3. The attempt at a solution

OK, I assumed we need the conservation of energy, so that there will be a $u_i$ (initial energy) and a $u_f$ (final).

I figured at first I should just add the energies of the two gases as follows:

gas 1: $u = c_vT - \frac{a}{V} + u_0$
gas 2: $u = c_vT - \frac{a}{V} + u_0$

and the total energy has to be the same as the van der Waals gas in a space 2x the volume, so $u_f = c_vT - \frac{a}{2V} + u_0$.

I also know that the equation of state for the combined gas should be

$(n_A + n_B)RT = \left(P+\frac{a}{V^2}\right)(V-b)$

and fro there I should get a reasonable expression for the change in temperature.

The problem is I am not quite sure how to make the connection. My first attempt at finding a delta T was this:

$2u_i = 2c_vT_1 - 2\frac{a}{V} + 2u_0 = u_f = c_vT_2 - \frac{a}{2V} + u_0$
$2c_vT_1 - c_vT_2 = 2\frac{a}{V} - \frac{a}{2V} - u_0$
$(2T_1 - T_2)c_v = \frac{a}{2V} - u_0$
$(2T_1 - T_2) = \frac{a}{2Vc_v} - u_0$

But i am sensing that isn't right because I am not incorporating $n_A$ and $n_B$.

Anyhow, I feel like I am almost getting i but there is some crucial step I am missing.

EDIT: I used twice the initial energy to account for there being two volumes of gas, and wasn't sure if I should change the a constants (it didn't seem like it given the parameters of the problem).

ANy help is much appreciated.
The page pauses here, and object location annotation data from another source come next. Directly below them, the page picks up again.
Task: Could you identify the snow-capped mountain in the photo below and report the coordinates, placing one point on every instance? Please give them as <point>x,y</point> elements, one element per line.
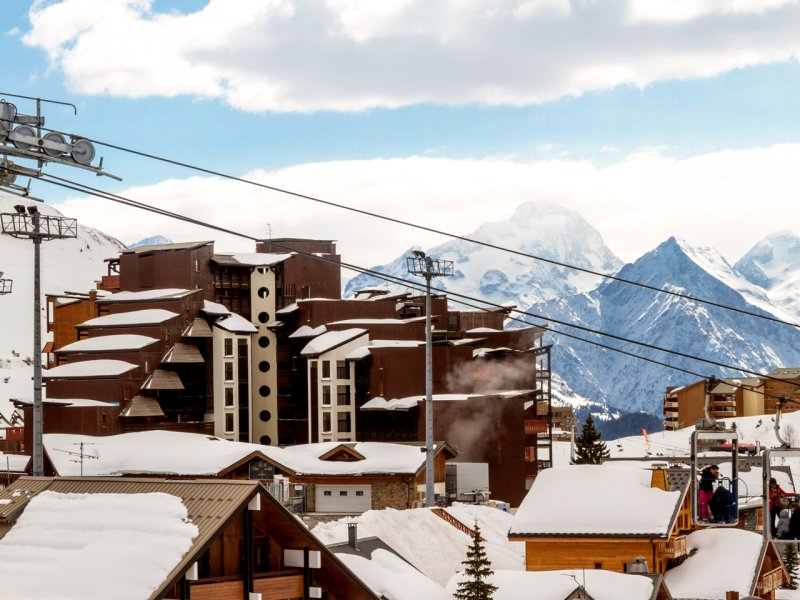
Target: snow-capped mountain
<point>774,264</point>
<point>151,241</point>
<point>668,322</point>
<point>67,265</point>
<point>536,228</point>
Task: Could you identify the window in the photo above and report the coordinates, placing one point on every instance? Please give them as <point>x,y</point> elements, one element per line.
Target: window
<point>343,425</point>
<point>343,395</point>
<point>342,369</point>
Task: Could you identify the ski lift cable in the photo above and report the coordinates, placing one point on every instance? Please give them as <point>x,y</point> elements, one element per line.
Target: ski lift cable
<point>72,185</point>
<point>428,229</point>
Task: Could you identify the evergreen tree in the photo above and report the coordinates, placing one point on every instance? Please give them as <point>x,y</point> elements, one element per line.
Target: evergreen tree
<point>477,570</point>
<point>792,561</point>
<point>589,449</point>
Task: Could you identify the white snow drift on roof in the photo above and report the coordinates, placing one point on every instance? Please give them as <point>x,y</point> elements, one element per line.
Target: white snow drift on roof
<point>307,331</point>
<point>429,542</point>
<point>390,577</point>
<point>149,452</point>
<point>331,339</point>
<point>109,343</point>
<point>212,308</point>
<point>90,368</point>
<point>261,259</point>
<point>595,499</point>
<point>557,585</point>
<point>725,560</point>
<point>236,324</point>
<point>150,316</point>
<point>93,546</point>
<point>161,294</point>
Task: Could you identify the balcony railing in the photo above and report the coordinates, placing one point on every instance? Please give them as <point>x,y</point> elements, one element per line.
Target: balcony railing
<point>673,547</point>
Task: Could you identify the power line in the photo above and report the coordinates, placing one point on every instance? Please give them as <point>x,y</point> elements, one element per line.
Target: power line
<point>68,184</point>
<point>397,221</point>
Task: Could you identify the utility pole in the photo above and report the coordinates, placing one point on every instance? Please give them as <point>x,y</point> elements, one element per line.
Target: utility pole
<point>427,267</point>
<point>22,137</point>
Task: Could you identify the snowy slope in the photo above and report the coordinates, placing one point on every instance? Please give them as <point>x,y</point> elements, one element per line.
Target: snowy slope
<point>67,265</point>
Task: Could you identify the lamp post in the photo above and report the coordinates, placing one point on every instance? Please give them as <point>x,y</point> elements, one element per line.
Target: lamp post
<point>428,267</point>
<point>31,224</point>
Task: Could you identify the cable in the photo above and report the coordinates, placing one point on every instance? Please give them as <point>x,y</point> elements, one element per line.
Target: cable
<point>429,229</point>
<point>68,184</point>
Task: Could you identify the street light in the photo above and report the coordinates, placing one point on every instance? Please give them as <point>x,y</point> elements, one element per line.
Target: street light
<point>427,267</point>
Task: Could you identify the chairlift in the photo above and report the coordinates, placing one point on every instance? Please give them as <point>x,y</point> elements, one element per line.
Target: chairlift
<point>715,496</point>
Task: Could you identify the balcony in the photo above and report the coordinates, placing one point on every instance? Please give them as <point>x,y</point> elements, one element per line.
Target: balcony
<point>673,547</point>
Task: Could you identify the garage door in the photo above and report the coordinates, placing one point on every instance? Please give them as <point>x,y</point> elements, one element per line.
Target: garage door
<point>343,498</point>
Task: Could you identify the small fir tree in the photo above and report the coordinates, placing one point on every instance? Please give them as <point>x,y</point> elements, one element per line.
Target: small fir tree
<point>792,562</point>
<point>477,570</point>
<point>589,448</point>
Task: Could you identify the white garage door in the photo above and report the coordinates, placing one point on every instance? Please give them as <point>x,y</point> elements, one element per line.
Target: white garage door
<point>343,498</point>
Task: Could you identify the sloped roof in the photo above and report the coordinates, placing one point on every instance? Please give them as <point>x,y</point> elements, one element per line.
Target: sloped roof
<point>622,504</point>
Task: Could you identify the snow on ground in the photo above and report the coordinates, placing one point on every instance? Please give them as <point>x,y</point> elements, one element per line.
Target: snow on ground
<point>725,560</point>
<point>393,578</point>
<point>90,545</point>
<point>557,585</point>
<point>431,544</point>
<point>595,499</point>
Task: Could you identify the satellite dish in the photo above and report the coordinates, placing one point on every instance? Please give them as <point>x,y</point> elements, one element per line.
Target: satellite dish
<point>82,151</point>
<point>56,138</point>
<point>26,131</point>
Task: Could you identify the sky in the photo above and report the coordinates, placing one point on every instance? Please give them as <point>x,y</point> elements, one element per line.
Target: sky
<point>651,118</point>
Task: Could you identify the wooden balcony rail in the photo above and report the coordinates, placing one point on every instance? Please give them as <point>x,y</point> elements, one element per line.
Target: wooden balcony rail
<point>443,514</point>
<point>673,547</point>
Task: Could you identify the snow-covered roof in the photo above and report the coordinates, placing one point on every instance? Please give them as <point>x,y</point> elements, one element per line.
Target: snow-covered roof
<point>109,343</point>
<point>94,545</point>
<point>236,324</point>
<point>725,560</point>
<point>558,585</point>
<point>617,500</point>
<point>261,259</point>
<point>429,542</point>
<point>330,340</point>
<point>150,452</point>
<point>90,368</point>
<point>150,316</point>
<point>307,331</point>
<point>160,294</point>
<point>213,308</point>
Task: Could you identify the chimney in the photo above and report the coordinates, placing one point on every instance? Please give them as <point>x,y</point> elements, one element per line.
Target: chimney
<point>352,534</point>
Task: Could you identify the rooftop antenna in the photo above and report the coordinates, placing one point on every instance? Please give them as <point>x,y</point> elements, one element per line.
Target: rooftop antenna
<point>22,138</point>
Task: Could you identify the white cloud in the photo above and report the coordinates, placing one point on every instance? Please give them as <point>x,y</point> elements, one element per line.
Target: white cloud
<point>278,55</point>
<point>728,200</point>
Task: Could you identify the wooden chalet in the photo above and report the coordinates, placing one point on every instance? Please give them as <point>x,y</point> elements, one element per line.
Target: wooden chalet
<point>243,547</point>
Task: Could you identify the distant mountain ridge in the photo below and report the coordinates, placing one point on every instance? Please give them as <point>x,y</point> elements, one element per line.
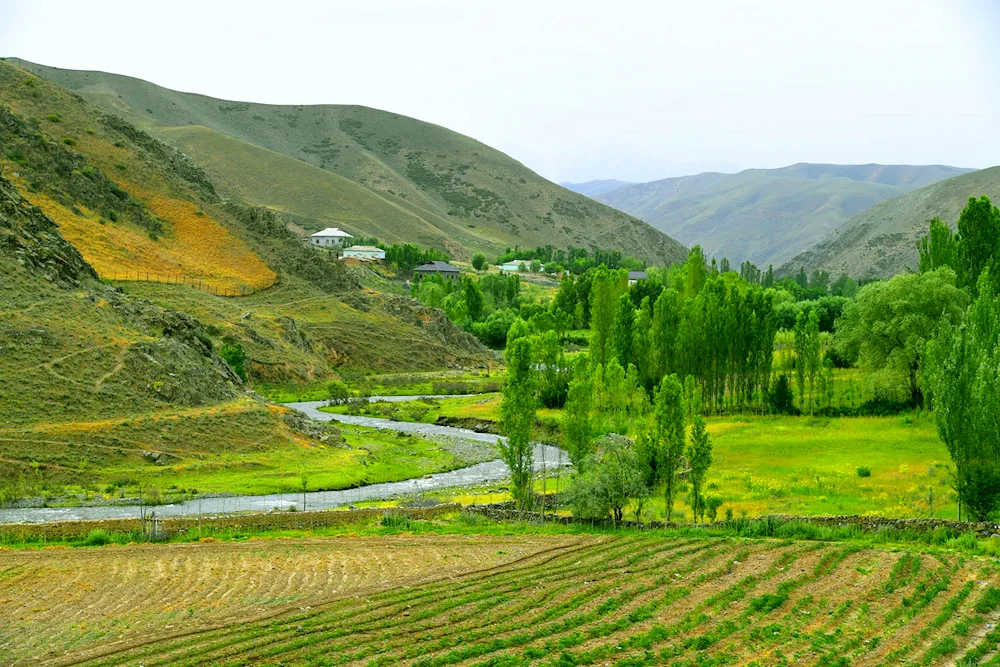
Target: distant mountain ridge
<point>881,241</point>
<point>371,172</point>
<point>767,215</point>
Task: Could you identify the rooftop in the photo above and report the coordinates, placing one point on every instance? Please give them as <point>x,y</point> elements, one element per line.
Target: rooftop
<point>334,231</point>
<point>437,266</point>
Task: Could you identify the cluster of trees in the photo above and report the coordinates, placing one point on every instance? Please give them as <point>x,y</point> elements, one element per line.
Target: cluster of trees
<point>612,471</point>
<point>716,328</point>
<point>487,308</point>
<point>960,358</point>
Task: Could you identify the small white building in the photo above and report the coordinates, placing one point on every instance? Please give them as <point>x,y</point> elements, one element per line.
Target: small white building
<point>331,237</point>
<point>516,265</point>
<point>364,252</point>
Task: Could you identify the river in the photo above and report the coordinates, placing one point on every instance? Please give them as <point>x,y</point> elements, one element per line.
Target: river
<point>492,471</point>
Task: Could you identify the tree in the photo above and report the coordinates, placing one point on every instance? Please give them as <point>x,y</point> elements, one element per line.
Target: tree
<point>517,416</point>
<point>668,437</point>
<point>576,417</point>
<point>939,248</point>
<point>610,480</point>
<point>886,329</point>
<point>474,299</point>
<point>695,272</point>
<point>807,346</point>
<point>844,286</point>
<point>978,241</point>
<point>623,332</point>
<point>780,398</point>
<point>233,354</point>
<point>605,289</point>
<point>963,373</point>
<point>551,363</point>
<point>700,459</point>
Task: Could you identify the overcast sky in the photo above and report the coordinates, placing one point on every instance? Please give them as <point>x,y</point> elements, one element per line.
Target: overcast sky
<point>580,90</point>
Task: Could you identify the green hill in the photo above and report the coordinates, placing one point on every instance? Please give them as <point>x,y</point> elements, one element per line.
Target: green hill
<point>766,215</point>
<point>881,241</point>
<point>401,178</point>
<point>595,188</point>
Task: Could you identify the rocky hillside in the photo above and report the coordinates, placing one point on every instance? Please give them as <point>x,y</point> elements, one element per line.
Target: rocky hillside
<point>369,171</point>
<point>766,215</point>
<point>881,241</point>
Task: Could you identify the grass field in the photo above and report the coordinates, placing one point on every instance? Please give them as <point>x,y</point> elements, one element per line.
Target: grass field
<point>531,599</point>
<point>788,465</point>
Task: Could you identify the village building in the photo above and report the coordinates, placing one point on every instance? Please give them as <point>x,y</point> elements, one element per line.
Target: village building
<point>364,253</point>
<point>443,269</point>
<point>517,265</point>
<point>331,237</point>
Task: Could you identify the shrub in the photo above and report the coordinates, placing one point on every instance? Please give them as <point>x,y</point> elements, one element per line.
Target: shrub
<point>337,391</point>
<point>97,537</point>
<point>397,522</point>
<point>781,399</point>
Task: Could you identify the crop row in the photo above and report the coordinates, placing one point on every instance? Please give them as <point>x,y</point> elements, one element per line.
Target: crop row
<point>633,601</point>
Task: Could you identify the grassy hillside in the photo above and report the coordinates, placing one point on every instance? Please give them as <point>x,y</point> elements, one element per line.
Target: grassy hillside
<point>106,385</point>
<point>766,215</point>
<point>595,188</point>
<point>881,241</point>
<point>474,197</point>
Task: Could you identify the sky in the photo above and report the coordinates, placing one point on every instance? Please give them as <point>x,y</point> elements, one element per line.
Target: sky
<point>579,90</point>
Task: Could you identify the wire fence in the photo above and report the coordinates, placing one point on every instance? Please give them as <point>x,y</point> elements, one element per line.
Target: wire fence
<point>182,279</point>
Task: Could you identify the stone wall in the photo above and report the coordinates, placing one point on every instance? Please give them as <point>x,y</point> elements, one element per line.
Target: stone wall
<point>508,512</point>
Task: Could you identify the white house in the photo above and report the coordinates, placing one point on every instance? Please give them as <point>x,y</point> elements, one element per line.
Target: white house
<point>364,252</point>
<point>516,265</point>
<point>331,236</point>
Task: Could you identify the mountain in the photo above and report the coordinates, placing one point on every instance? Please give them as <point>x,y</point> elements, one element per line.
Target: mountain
<point>767,215</point>
<point>368,171</point>
<point>595,188</point>
<point>117,354</point>
<point>881,241</point>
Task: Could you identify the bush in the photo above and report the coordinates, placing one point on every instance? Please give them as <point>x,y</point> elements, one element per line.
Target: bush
<point>337,391</point>
<point>397,522</point>
<point>97,537</point>
<point>780,398</point>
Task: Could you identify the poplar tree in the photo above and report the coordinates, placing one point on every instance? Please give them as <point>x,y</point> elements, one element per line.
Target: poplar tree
<point>517,416</point>
<point>668,436</point>
<point>623,332</point>
<point>964,376</point>
<point>700,459</point>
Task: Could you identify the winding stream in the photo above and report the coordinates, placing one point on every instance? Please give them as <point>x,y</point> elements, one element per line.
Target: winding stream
<point>491,471</point>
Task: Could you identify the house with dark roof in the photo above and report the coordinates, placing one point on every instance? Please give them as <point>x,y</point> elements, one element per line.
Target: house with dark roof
<point>443,269</point>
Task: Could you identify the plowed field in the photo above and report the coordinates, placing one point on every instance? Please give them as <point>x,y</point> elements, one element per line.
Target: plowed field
<point>497,602</point>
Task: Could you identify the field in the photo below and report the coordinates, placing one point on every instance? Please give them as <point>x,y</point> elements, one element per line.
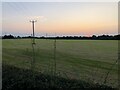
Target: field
<point>87,60</point>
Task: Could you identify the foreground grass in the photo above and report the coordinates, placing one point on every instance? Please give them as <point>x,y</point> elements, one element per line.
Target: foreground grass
<point>16,78</point>
<point>87,60</point>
Thanks.

2. Mar 6, 2014

### BvU

Initial total energies left and right are not equal: na must be different from nb (otherwise opening the valve doesn't do anything!). So starting with 2u1 is not a good idea.

Write an energy balance in full, using symbols for what you don't know. Then go looking for things that are the same, things that are related by an equation, etc.

3. Mar 6, 2014

### Emspak

OK, looked at that way,

gas 1: $u_1 = c_vT_1 - \frac{a}{n_Av_1} + u_0$
gas 2: $u_2 = c_vT_1 - \frac{a'}{n_Bv_2} + u_0'$

T will be the same, I made $a$ and $a'$ differ because they are two different gases.

$u_1 + u_2 = u_f$ because the energy is conserved. $V = n_Av_1$ and $V = n_Bv_2$ because the $v$ is the volume of 1 mole and $V$ is the same (they are in equal-sized vessels). So $n_Av_1 = n_Bv_2$.

If I add the two I end up with $u_1 + u_2 = c_vT_1 - \frac{a}{n_Av_1} + u_0+ c_vT_1 - \frac{a'}{n_Bv_2} + u_0'$ which gets me
$2c_vT_1 - \frac{a}{n_Av_1} - \frac{a'}{n_Bv_2} + u_0' + u_0$

which should equal the energy when I am done letting the gases mix, which is

$u_f = c_vT_2 - \frac{a''}{(n_Av_1+n_bv_2)}+ u_0' + u_0$

But I wasnt sure if I was constructing the $u_f$ correctly here.

EDIT:
Putting it all together: $c_vT_2 - \frac{a''}{(n_Av_1+n_bv_2)}+ u_0' + u_0 = 2c_vT_1 - \frac{a}{n_Av_1} - \frac{a'}{n_Bv_2} + u_0' + u_0$

$c_vT_2 - \frac{a''}{(n_Av_1+n_bv_2)} = 2c_vT_1 - \frac{a}{n_Av_1} - \frac{a'}{n_Bv_2}$
$c_vT_2 - 2c_vT_1 = \frac{a''}{(n_Av_1+n_bv_2)} - \frac{a}{n_Av_1} - \frac{a'}{n_Bv_2}$

am I getting there..?

Last edited: Mar 6, 2014
4. Mar 6, 2014

### BvU

I see, you interpret "Each vessel contains nA and nB moles of gas" as nA moles of gas A on the left and nB moles of gas B on the right. This means you are after an internal energy of mixing or something. .

Sorry to have confused you in that direction with my total energy vs energy per mole.

Gay-Lusssac and Joule were just letting one gas expand adiabatically (against near-vacuum) to study if the internal energy of such a gas depends on the temperature AND the volume, or on the temperature only (ideal gas: temperature only). Within their error margins they found ideal gas behaviour, an indication that the Joule coefficient $\eta \equiv \left ( {dT\over dv} \right )_u$ is very small.

You'd better stick to different numbers of moles of the same gas in the two volumes to avoid two a's, two cv's (!), two u0 etc.

You also want to decide on the units of a, cv and u0 because now you end up with unwanted factors of two and a u0.

Usually we take upper case for extensive properties (total energy U) and lower case for intensive properties (energy per mole u) if the distinction must be made. For e.g. temperature and pressure that isn't necessary.

Then: you don't need van der Waals any more, because that is already worked out in the expression for u.

With all that, the exercise is a piece of cake: write out $n_A u_A + n_B u_B = (n_A+n_B) u_f$, work around to an expression for $T_1 - T_2$ and there is the Joule coefficient !

5. Mar 6, 2014

### Emspak

According to the exercise, there are two different gases tho. It says specifically that you are allowing them to mix. Does the same ting apply then? The answer we are "supposed" to get looks like this:

$$\Delta T = \frac{(2n_An_B - n^2_A - n^2_B) a}{2c_vV(n_A+n_B) }$$

which would say to me that we are supposed to treat a as equal between the two gases, as well as $c_v$.

6. Mar 6, 2014

### BvU

Ah, there is an answer that we have to reproduce.... Funny answer: one a, one cv, u0 gone as well. Numerator is $-(n_A - n_B)^2$. Wonder how the difference comes in...
Could it be that there is something like $u = c_VT - \frac{a}{V} + u_0$ should have been $u = c_VT - \frac{a}{v} + u_0$ ?